Don't get me wrong, these references you're linking are super interesting. But they don't take away from the OP paper which is adding something quite valuable to the discussion.

cgdl · 2025-03-28T16:56:13 1743180973

Thank you for the great discussion. You've put your finger on the right thing I think. We can now dispense with the old VC-type thinking (i.e., that it's because the hypothesis space is not complex enough that we get generalization). Instead now the real question is this: is it the loss landscape itself, or the particular way in which the landscape is searched that leads to good generalization in deep learning.

One can think of perhaps an "exhaustive" search with say God's computer of the loss landscape and pick an arbitrary point among all the points that minimize (or are close to the minimum). Or with our computers we can merely sample.
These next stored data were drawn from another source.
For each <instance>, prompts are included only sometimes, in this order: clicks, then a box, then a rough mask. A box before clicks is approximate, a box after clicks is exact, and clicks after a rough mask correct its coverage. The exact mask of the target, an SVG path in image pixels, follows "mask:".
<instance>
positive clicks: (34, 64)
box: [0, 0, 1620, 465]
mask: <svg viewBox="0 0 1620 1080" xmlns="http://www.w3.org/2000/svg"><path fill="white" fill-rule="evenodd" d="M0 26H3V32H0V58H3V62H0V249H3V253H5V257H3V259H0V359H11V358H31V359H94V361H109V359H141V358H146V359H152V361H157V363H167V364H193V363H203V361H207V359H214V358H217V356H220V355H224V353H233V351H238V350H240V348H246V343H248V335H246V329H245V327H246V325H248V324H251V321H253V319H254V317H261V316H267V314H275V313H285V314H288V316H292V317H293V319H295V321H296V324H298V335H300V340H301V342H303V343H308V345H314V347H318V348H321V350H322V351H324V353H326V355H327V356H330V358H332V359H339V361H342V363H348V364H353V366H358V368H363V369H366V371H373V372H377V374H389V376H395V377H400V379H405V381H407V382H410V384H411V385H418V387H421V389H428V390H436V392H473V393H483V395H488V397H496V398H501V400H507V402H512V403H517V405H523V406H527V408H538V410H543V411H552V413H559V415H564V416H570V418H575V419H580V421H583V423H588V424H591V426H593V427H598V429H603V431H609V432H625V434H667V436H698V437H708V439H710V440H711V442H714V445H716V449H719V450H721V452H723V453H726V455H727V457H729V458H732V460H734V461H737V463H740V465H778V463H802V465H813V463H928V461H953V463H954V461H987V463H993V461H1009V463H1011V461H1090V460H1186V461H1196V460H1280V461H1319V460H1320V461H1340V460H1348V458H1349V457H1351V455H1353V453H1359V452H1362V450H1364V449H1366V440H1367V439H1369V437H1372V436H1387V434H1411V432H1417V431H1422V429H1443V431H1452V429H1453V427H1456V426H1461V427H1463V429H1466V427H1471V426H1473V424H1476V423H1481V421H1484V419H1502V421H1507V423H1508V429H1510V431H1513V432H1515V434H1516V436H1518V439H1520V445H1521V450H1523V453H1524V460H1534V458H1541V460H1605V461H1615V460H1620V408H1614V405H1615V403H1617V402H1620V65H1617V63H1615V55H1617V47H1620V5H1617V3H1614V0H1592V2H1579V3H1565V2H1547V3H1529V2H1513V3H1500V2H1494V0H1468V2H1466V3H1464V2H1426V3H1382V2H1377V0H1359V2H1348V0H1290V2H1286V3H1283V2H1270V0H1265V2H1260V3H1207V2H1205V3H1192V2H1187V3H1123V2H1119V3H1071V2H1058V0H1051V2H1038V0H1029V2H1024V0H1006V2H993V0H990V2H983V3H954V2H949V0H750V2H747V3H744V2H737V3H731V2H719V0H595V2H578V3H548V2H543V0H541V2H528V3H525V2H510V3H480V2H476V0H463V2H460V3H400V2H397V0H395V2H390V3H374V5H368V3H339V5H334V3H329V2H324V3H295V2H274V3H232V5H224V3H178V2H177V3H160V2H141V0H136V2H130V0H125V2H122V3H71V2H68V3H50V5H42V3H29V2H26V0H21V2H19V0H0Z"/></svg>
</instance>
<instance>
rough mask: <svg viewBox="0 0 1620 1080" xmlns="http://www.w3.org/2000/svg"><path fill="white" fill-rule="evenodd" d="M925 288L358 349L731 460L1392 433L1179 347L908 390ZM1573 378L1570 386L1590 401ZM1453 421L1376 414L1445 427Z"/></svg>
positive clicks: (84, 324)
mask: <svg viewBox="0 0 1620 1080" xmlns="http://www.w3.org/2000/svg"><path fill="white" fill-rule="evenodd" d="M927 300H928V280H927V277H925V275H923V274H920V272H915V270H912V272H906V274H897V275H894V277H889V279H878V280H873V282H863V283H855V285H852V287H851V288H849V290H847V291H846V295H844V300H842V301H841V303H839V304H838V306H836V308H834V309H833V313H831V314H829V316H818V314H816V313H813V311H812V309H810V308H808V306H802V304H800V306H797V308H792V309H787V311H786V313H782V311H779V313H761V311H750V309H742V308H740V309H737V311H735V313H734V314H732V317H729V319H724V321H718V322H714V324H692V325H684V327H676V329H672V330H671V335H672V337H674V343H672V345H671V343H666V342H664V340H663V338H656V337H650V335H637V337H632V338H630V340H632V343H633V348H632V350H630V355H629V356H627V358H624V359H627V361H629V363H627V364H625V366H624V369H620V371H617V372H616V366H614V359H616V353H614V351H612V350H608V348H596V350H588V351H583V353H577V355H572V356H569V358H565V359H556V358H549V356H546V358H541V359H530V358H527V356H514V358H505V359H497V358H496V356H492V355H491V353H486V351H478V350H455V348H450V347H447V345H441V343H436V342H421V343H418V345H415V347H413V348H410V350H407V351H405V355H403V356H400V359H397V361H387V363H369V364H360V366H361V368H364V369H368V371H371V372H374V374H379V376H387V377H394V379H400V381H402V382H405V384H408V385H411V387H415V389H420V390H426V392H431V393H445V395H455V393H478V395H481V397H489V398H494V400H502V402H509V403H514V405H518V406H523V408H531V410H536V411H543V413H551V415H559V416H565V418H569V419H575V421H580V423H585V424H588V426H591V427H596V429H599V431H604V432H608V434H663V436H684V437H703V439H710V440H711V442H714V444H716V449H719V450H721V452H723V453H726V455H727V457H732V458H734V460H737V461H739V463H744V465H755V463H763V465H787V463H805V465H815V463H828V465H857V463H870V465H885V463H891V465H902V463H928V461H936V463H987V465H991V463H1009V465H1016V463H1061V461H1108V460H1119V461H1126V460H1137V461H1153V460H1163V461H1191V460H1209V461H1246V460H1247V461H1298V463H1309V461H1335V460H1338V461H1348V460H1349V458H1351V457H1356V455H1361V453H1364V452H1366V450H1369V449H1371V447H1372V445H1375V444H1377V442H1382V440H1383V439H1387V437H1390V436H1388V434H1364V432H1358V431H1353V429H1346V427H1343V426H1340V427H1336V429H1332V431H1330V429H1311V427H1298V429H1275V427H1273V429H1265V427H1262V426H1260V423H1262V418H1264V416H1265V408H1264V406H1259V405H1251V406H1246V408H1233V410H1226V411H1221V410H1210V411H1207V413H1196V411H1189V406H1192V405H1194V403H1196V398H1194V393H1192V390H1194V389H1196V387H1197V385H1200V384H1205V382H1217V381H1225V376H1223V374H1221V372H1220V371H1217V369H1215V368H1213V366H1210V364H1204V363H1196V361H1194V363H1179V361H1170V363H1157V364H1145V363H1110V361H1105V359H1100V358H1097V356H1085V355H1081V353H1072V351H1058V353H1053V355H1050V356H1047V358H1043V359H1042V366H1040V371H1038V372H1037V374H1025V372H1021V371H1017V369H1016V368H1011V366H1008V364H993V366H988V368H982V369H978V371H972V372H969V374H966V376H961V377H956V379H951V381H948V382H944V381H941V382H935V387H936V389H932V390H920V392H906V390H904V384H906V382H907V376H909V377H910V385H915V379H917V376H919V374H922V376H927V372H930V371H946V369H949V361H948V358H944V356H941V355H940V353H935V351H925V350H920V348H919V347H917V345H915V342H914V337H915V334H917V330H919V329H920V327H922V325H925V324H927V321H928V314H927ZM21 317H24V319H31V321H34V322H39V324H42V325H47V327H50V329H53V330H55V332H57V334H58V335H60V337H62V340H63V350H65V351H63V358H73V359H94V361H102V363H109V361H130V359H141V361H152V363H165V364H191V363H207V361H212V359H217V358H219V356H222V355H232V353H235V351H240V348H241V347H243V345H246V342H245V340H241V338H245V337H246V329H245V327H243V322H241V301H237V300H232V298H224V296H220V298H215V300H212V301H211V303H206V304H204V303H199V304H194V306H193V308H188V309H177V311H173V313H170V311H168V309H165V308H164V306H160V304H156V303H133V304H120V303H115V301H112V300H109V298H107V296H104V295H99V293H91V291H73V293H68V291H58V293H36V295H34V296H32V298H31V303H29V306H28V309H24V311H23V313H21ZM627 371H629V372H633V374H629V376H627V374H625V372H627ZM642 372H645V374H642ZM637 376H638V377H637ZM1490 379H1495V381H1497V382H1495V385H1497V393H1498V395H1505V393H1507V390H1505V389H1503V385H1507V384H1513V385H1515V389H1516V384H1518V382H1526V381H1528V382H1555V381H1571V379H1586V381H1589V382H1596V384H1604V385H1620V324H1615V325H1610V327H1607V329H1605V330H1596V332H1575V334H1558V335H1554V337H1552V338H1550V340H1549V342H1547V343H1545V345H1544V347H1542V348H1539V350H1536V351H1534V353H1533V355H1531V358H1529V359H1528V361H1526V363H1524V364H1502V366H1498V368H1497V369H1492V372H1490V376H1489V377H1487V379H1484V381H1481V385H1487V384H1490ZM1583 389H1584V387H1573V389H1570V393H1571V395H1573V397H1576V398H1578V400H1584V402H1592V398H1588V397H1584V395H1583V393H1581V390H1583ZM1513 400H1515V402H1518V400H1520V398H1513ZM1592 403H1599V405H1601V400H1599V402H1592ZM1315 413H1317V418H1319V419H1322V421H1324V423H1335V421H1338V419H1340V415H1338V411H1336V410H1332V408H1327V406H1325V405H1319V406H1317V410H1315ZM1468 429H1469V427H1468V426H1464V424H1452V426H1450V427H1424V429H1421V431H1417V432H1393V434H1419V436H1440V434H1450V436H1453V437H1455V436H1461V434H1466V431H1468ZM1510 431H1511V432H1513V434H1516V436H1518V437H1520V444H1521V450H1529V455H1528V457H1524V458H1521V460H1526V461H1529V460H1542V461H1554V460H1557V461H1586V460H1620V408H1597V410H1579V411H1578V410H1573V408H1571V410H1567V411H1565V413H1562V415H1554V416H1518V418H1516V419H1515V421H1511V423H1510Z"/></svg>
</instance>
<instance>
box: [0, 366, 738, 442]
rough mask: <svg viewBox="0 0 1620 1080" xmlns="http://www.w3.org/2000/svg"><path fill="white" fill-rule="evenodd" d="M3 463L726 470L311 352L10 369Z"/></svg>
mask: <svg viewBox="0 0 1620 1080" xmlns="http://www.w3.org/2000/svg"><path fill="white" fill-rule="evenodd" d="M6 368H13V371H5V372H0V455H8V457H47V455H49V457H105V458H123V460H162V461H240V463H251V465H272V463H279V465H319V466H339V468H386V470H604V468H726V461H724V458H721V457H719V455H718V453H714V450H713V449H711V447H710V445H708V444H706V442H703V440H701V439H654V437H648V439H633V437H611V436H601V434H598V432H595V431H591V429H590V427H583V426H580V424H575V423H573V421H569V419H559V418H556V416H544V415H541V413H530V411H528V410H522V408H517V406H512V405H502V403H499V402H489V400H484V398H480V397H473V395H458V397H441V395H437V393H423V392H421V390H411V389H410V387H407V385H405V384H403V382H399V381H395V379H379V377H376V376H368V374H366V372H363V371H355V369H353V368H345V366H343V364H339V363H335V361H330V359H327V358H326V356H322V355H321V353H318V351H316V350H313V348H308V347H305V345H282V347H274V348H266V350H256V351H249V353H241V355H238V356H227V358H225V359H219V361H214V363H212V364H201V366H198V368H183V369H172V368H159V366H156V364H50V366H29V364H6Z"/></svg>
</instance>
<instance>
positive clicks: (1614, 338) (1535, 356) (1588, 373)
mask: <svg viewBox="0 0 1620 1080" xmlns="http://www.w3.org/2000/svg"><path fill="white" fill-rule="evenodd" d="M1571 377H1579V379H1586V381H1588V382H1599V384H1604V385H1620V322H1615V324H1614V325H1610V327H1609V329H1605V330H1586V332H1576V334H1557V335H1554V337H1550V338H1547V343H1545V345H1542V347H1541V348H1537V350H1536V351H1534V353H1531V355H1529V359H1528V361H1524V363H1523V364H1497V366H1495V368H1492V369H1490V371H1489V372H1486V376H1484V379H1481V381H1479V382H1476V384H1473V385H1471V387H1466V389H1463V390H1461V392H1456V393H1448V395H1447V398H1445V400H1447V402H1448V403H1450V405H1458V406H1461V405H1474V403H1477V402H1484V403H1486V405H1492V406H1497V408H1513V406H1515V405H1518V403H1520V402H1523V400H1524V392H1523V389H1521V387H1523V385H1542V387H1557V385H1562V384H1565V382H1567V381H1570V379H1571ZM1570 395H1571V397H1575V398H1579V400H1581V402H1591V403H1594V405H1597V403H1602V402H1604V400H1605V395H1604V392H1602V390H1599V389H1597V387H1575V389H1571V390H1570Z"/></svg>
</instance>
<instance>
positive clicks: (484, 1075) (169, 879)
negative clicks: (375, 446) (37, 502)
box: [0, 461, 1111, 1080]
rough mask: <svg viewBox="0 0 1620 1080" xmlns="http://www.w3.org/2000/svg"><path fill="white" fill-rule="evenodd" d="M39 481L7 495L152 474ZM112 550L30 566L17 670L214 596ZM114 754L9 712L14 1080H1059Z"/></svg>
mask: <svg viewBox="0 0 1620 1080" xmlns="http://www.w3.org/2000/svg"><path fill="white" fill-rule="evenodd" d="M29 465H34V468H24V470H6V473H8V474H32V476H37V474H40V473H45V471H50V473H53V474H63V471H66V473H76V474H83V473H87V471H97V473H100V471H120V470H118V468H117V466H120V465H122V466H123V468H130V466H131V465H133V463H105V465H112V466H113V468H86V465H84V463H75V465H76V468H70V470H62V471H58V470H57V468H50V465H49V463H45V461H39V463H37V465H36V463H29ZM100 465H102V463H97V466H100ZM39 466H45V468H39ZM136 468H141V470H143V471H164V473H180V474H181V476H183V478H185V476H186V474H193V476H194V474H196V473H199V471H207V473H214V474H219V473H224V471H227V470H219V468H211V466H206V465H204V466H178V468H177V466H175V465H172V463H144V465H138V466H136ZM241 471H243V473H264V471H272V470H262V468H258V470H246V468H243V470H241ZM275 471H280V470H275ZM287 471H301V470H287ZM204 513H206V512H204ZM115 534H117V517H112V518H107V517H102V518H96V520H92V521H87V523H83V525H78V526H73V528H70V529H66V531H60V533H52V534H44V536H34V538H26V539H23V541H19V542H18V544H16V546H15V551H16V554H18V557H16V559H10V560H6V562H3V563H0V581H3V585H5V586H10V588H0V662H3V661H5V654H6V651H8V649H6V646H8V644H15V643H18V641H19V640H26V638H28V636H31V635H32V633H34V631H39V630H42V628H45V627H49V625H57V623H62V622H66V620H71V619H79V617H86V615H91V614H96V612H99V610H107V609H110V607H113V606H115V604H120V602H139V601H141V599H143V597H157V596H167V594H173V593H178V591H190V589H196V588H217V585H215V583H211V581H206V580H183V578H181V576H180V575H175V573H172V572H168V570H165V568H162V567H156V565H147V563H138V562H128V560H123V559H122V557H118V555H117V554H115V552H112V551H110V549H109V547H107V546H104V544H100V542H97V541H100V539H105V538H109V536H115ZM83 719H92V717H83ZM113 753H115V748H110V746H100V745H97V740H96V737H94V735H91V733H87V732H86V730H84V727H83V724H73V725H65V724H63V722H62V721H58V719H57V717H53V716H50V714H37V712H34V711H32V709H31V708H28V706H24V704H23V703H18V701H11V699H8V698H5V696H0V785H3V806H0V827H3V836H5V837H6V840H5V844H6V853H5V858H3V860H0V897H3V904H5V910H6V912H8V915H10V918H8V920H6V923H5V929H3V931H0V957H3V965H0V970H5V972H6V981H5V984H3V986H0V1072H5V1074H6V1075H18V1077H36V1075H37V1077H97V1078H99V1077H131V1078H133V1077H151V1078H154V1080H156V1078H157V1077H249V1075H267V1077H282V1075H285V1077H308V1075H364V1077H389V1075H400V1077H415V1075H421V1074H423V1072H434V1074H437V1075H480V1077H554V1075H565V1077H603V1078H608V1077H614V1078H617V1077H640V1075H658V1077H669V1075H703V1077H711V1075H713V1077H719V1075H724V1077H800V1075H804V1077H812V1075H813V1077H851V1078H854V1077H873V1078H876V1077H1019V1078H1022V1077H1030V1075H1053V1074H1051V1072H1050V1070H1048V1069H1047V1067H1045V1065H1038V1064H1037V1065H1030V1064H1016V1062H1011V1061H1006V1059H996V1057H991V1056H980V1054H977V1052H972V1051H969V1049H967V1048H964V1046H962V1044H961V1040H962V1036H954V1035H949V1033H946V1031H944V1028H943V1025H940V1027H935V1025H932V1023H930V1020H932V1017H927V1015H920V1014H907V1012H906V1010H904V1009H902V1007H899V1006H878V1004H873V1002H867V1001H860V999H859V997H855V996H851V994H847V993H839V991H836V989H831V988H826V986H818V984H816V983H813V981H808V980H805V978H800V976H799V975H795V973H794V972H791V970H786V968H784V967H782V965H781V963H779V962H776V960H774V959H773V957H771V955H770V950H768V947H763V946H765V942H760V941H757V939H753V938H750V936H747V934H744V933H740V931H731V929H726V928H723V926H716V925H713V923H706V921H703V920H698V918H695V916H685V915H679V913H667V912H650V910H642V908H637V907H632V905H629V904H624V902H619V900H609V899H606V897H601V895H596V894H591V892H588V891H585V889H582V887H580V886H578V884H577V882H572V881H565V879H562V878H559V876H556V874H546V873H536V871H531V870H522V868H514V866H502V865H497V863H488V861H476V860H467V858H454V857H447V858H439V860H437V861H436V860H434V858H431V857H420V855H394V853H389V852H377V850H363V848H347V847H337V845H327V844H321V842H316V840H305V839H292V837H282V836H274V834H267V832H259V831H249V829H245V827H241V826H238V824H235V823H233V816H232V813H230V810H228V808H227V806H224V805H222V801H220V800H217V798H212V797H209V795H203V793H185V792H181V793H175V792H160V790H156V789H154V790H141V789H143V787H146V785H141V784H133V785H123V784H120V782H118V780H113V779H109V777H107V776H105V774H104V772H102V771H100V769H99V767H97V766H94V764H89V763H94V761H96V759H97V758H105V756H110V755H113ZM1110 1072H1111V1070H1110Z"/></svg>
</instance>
But in both cases, it's hard to see how one would avoid picking "memorization" solutions in the loss landscape. Recall that in an over-parameterized setting, there will be many solutions that have the same low training loss but very different test losses. The reference in my original post [1] shows a nice example with a toy overparameterized linear model (Section 3) where multiple linear models fit the training data but they have very different generalizations. (It also shows why GD ends up picking the better-generalizing solution.)

Now people have argued that the curvature around the solution is a distinguishing factor between well-generalizing solutions and not. Though already now we are moving into the territory of how to sample the space i.e. the specifics of the searching algorithm (a direction you may not like), but even if we press ahead, it's not a satisfactory explanation since in a linear model with L2 loss, the curvature is the same everywhere as Zhang et al. pointed out. So the curvature theories fail for the simplest case already unless one believes that somehow linear models are fundamentally different from deeper and non-linear models.

[1] points out other troubling facts about the curvature explanation (Section 12), but one I like more than the others is the following: As per curvature theories the reason for good generalization at the start of the training process is fundamentally different from the reason from good generalization at the end of the training process. (As always, generalization is just the difference between test and training, and so good generalization is when that difference is small; not necessarily that the test loss is small.) At the start of the GD training process curvature theories would not be applicable (we just picked a random point after all) and so they would hold that we get good (in fact, perfect) generalization because we didn't look at the training data. However, at the end of training, they say we have good generalization because we found a shallow minima. This lack of continuity is disconcerting. In contrast, stability based arguments provide a continuous explanation: the longer you run SGD the less stable it is (so don't run it too long and you'll be fine since you'll achieve an acceptable tradeoff between lowering the loss and overfitting).

[1]: https://arxiv.org/abs/2203.10036